ScaleGenAI reduces the compute cost of training and inference of generative AI workloads by 3x-6x via its universal compute layer technology
Current Status
We launched the product in March 2024. We have 32 production customers with a total ARR of USD 1.4mn. We expect to get to 200 customers by the end of 2024 with an ARR of USD 8mn and 1,500 customers by end of 2025 with an ARR of USD 60mn.
Problem or Opportunity
The need for AI compute is expected to be a 1,000x of what it is currently. However, this capability is available to a select few companies.
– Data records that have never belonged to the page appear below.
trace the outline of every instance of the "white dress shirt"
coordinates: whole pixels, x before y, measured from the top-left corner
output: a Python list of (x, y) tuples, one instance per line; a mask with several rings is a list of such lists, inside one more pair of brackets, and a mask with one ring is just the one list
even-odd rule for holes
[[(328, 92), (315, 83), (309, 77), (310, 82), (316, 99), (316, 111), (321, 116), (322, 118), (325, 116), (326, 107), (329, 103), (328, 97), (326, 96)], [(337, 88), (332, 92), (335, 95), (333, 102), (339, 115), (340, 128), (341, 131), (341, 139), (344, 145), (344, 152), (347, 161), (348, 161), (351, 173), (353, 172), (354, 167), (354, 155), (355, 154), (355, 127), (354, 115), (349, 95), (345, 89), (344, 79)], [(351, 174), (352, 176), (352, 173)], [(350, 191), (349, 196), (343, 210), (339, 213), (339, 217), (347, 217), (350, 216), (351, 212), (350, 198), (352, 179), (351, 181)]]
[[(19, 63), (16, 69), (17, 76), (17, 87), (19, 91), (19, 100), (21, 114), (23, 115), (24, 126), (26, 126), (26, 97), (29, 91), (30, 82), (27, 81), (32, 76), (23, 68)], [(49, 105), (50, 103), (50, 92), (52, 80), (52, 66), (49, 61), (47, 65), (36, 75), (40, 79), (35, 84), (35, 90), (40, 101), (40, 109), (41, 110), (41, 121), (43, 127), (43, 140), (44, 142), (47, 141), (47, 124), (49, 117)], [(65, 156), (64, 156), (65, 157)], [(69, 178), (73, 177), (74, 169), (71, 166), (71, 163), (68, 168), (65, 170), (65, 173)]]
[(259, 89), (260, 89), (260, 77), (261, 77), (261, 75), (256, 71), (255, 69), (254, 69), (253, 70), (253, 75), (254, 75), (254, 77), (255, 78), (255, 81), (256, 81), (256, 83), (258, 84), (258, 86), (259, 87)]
ScaleGenAI's universal AI compute layer makes this available to every AI developer while reducing the cost of AI compute by close to 90%
Solution (product or service)
Islands of AI compute are spread across different clouds and different GPU and accelerator SKUs. Currently, AI developers are locked into choosing any one such cloud and architecture. ScaleGenAI leverages accelerator capacity from over 200 different datacenters and more than 50 GPU/accelerator types and abstracts away the complexity via a OpenAI and HuggingFace compatible API. Hence an AI developer via a simple CLI can train and deploy AI workloads across an inventory of more than 1.3mn accelerators at a 90% lower cost than getting locked into a single cloud and single accelerator architecture
Business model
ScaleGenAI charges for its software on a pay as you go basis as a percentage of the total AI compute cost. In addition we also buy computing capacity in bulk from a variety of service providers and resell to our customers.